Vivimos en un país donde más del cincuenta por ciento de las localidades tienen menos de 1.000 habitantes, en concreto 4.995 de los 8.125 municipios están por debajo de las cuatro cifras con el agravante de sufrir un claro envejecimiento de la población.
La nula natalidad y la alta emigración aboca a la falta de relevo generacional que desencadena en “la España despoblada”.
Los motivos son muchos, y aunque el principal factor que se aduce es la falta de empleo, conviene no olvidar que el campo y la ruralidad ofertan opciones que no se encuentran en los principales núcleos de población, donde, dicho sea de paso, tampoco llueven las ofertas de empleo.
Si realmente queremos analizar los motivos de la despoblación rural no podemos considerar como la guía de referencia las indicaciones de la FEMP sino retraernos en el tiempo para poner la lupa sobre las políticas de centralización de servicios que arrancaron de los pueblos colegios, centros médicos, residencias de ancianos, acceso a las nuevas tecnologías, mantenimiento en las vías de comunicación… para abaratar sus costes concentrándolos en las grandes urbes y así favorecer la necesaria rentabilidad para la privatización de todo un sinfín de servicios públicos mediante los cuales la vida en cualquier comarca se hacía arduo complicada.
La pérdida de servicios impulsada por las erráticas políticas sostenidas en el tiempo por PP y PSOE se encontró con un allanado camino en su paso por las Diputaciones (demasiado preocupadas en hacer dibujos en el aire), el servilismo de los Ayuntamientos (que olvidaron que debían lealtad a sus vecinos y no a sus siglas) y por supuesto el aletargamiento de una población rural cuya ideología mayoritariamente de derechas les “impedía” darse cuenta de que estaban siendo convidados de piedra en su última cena.

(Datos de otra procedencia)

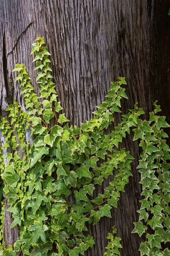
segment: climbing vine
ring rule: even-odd
[[[3,243],[1,255],[14,256],[22,252],[31,256],[78,256],[92,248],[95,242],[92,236],[85,235],[88,231],[86,224],[96,225],[103,216],[111,218],[110,210],[117,207],[120,192],[125,192],[132,176],[133,158],[119,144],[132,128],[134,140],[142,140],[143,152],[138,168],[144,197],[138,211],[139,222],[135,223],[133,232],[141,236],[150,225],[155,233],[146,234],[147,241],[139,248],[141,255],[167,255],[169,251],[161,250],[160,243],[170,240],[170,174],[166,160],[170,157],[169,148],[162,139],[167,135],[161,128],[169,126],[165,117],[156,115],[159,106],[155,103],[154,112],[147,121],[139,118],[144,112],[136,104],[106,135],[114,113],[121,112],[122,98],[128,99],[122,87],[126,84],[125,79],[119,77],[118,81],[111,83],[107,99],[97,106],[93,119],[81,128],[69,126],[57,101],[50,54],[43,38],[38,38],[33,45],[40,96],[35,93],[24,64],[17,64],[13,71],[18,72],[15,81],[20,83],[25,108],[14,101],[6,109],[8,119],[2,118],[0,122],[4,197],[10,205],[11,227],[20,227],[14,247],[6,248]],[[94,196],[95,185],[101,185],[116,170],[104,193]],[[147,221],[146,226],[141,221],[143,219]],[[2,217],[1,220],[3,226]],[[105,255],[120,255],[121,239],[115,237],[116,233],[114,227],[113,235],[109,234],[111,241]],[[0,235],[4,240],[3,231]],[[162,254],[154,254],[158,251]]]

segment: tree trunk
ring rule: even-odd
[[[79,125],[92,116],[95,106],[104,100],[110,82],[126,77],[129,100],[123,100],[122,113],[136,102],[148,115],[156,100],[170,121],[169,0],[0,0],[0,108],[16,99],[24,102],[11,73],[16,63],[24,63],[36,87],[34,64],[30,56],[36,38],[44,37],[51,53],[54,82],[65,116]],[[38,88],[36,90],[38,92]],[[169,119],[168,119],[169,118]],[[118,116],[116,122],[119,122]],[[136,167],[139,151],[132,136],[122,146],[136,160],[133,177],[122,193],[112,218],[102,218],[89,227],[96,245],[86,255],[102,256],[106,236],[115,225],[122,238],[124,256],[139,255],[142,237],[131,234],[137,221],[141,188]],[[106,186],[106,183],[104,184]],[[103,188],[98,188],[99,192]],[[7,207],[7,204],[6,204]],[[6,211],[7,245],[15,241],[18,228],[10,230]]]

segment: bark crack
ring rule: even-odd
[[[14,44],[14,46],[12,48],[12,49],[11,49],[11,50],[10,50],[8,52],[7,52],[6,53],[6,57],[7,56],[8,56],[8,55],[9,54],[9,53],[10,53],[10,52],[12,52],[12,51],[14,49],[14,47],[16,46],[17,42],[18,42],[18,40],[19,40],[19,38],[20,38],[20,36],[22,34],[23,34],[23,33],[24,33],[24,32],[25,32],[25,31],[26,31],[26,30],[27,29],[28,29],[28,28],[29,27],[29,26],[30,26],[30,25],[31,25],[32,23],[34,23],[34,22],[33,21],[31,21],[30,22],[30,23],[29,24],[28,24],[28,25],[26,27],[26,28],[24,30],[23,30],[23,31],[22,31],[21,32],[21,33],[20,33],[20,34],[19,34],[19,35],[18,35],[18,37],[17,38],[17,39],[15,41],[15,43]]]

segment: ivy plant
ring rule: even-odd
[[[25,109],[14,101],[6,110],[8,119],[1,118],[0,122],[4,196],[10,205],[8,211],[12,214],[11,227],[20,227],[14,247],[6,248],[3,243],[1,255],[14,256],[22,252],[24,256],[78,256],[92,248],[93,237],[85,235],[88,231],[86,223],[96,225],[103,216],[111,218],[110,210],[117,207],[120,192],[125,192],[132,176],[133,157],[125,148],[119,148],[132,128],[134,140],[142,140],[143,152],[138,169],[144,197],[138,211],[139,221],[135,224],[133,232],[141,236],[147,229],[141,221],[143,218],[155,233],[147,233],[146,241],[139,248],[142,255],[146,252],[147,255],[167,255],[168,249],[161,250],[160,243],[169,239],[169,166],[166,160],[170,155],[162,139],[167,135],[161,128],[169,125],[165,117],[156,115],[159,106],[155,103],[156,109],[147,121],[139,118],[144,112],[136,104],[106,134],[115,112],[121,112],[122,98],[128,99],[122,87],[126,84],[125,78],[119,77],[118,81],[111,83],[107,99],[97,106],[93,118],[81,128],[69,125],[57,101],[49,66],[50,54],[43,38],[38,38],[33,45],[31,54],[34,55],[34,69],[38,71],[40,95],[35,93],[24,64],[17,64],[13,71],[18,73],[15,81],[20,84]],[[104,179],[114,175],[104,193],[94,196],[96,185],[102,185]],[[3,226],[2,217],[1,220]],[[121,239],[114,238],[116,232],[114,229],[113,235],[108,237],[111,241],[105,255],[120,255]],[[154,254],[159,250],[162,254]]]

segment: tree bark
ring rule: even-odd
[[[30,53],[36,37],[43,36],[51,54],[56,90],[71,124],[89,120],[95,106],[104,100],[110,82],[119,76],[125,76],[128,84],[129,100],[122,101],[122,113],[138,102],[146,117],[157,99],[169,122],[168,8],[169,0],[0,0],[1,114],[14,98],[24,106],[11,73],[16,63],[24,63],[38,93]],[[118,115],[116,122],[119,120]],[[133,222],[138,220],[136,211],[141,199],[136,169],[140,152],[132,135],[122,145],[135,157],[133,177],[122,193],[118,209],[112,210],[112,218],[102,218],[96,226],[89,227],[96,245],[88,250],[88,256],[103,255],[106,236],[114,225],[122,239],[121,255],[139,255],[143,238],[131,232]],[[100,193],[103,187],[98,189]],[[6,230],[10,224],[8,214],[6,211]],[[7,245],[16,241],[18,232],[18,228],[5,231]]]

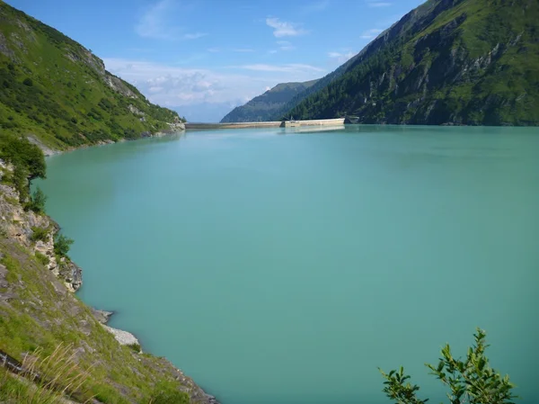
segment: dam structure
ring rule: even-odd
[[[309,120],[309,121],[271,121],[265,122],[226,122],[226,123],[204,123],[185,122],[186,130],[208,130],[208,129],[246,129],[246,128],[288,128],[302,126],[335,126],[343,125],[344,118],[330,120]]]

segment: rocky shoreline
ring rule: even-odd
[[[0,180],[5,173],[13,171],[11,165],[0,159]],[[4,236],[16,241],[22,248],[28,250],[40,261],[54,277],[61,281],[63,285],[57,284],[55,290],[60,295],[75,293],[83,284],[83,270],[69,258],[57,259],[54,251],[54,236],[60,230],[60,227],[47,215],[37,214],[31,211],[24,210],[19,202],[19,193],[14,188],[2,184],[0,181],[0,228]],[[36,240],[38,229],[44,229]],[[2,266],[2,265],[0,265]],[[63,291],[62,291],[63,289]],[[69,291],[69,292],[67,292]],[[14,297],[10,293],[0,295],[0,300],[9,301]],[[64,299],[64,298],[62,298]],[[92,317],[109,333],[114,336],[116,341],[122,346],[129,346],[135,351],[134,355],[142,354],[138,339],[131,333],[110,328],[107,322],[114,314],[112,311],[99,310],[89,308]],[[84,323],[84,321],[83,321]],[[87,324],[87,323],[86,323]],[[145,362],[144,355],[140,361]],[[175,374],[174,378],[185,387],[191,402],[203,404],[218,404],[216,399],[206,393],[190,378],[181,370],[174,367],[164,358],[160,359],[163,372]]]

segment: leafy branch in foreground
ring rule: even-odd
[[[430,374],[449,388],[447,397],[451,404],[514,404],[512,400],[517,396],[511,391],[515,385],[509,382],[509,376],[502,377],[490,368],[485,356],[489,347],[486,333],[477,328],[473,337],[475,345],[468,348],[465,360],[454,358],[449,345],[446,345],[437,366],[426,364]],[[420,387],[407,382],[410,376],[402,367],[389,373],[380,369],[380,373],[385,379],[383,391],[397,404],[424,404],[429,400],[417,398]]]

Los factores antes mencionados por supuesto tuvieron efectos en la población de mediana edad residente en los pueblos. Sus vidas eran más sencillas en las ciudades donde tenían múltiples ofertas escolares para sus hijos o cine todos los días de la semana, y por aquel entonces el acceso al mercado laboral era un mero trámite y el ladrillazo facilitaba vivienda e hipotecas a granel.
Pero llegó la crisis (de la cual ni hemos salido ni saldremos próximamente) y la facilidad con la que se había encontrado trabajo se trunco en precariedad laboral. Y esas familias emigrantes del mundo rural se encontraron sin el calor de los suyos y sin posibilidad de retorno a unos pueblos que con cada vecino ausente habían perdido su esencia para convertirse en lo que realmente quería lograr los “poderes”: desiertos sin servicios ni inversión pública donde determinadas empresas puedan explotar sus recursos para beneficio de unos pocos.
La crisis del mundo rural era ya una problema sociopolítico de primer nivel para España y todo el mundo lo achacaba a la falta de empleo en lugar de a la pérdida de servicios.
La ruralidad española no está amenazada por la falta de empleo sino de inversión y desarrollo. Los significativos datos del auge del turismo rural. La necesaria repoblación de profesores, médicos, guardas forestales… la imprescindible inversión en dependencia en un mundo donde uno de cada tres habitantes tiene más de 65 años. Retomar la actividad ganadera y los oficios tradicionales, o el fomento de cooperativas de aprovechamiento sostenible de los recursos naturales, son unos pocos de un buen puñado de elementos que derriban las teorías de la falta de empleo en el mundo rural. Falta iniciativa, falta asesoramiento, falta inversión pública y principalmente falta voluntad política, pero posibilidades sobran.
Ahora cada pueblo amenazado debe luchar por su supervivencia o resignarse a ser una víctima más del éxodo rural. Pero difícil será luchar junto a los hijos de los verdugos mientras no se rebelen contra sus padres.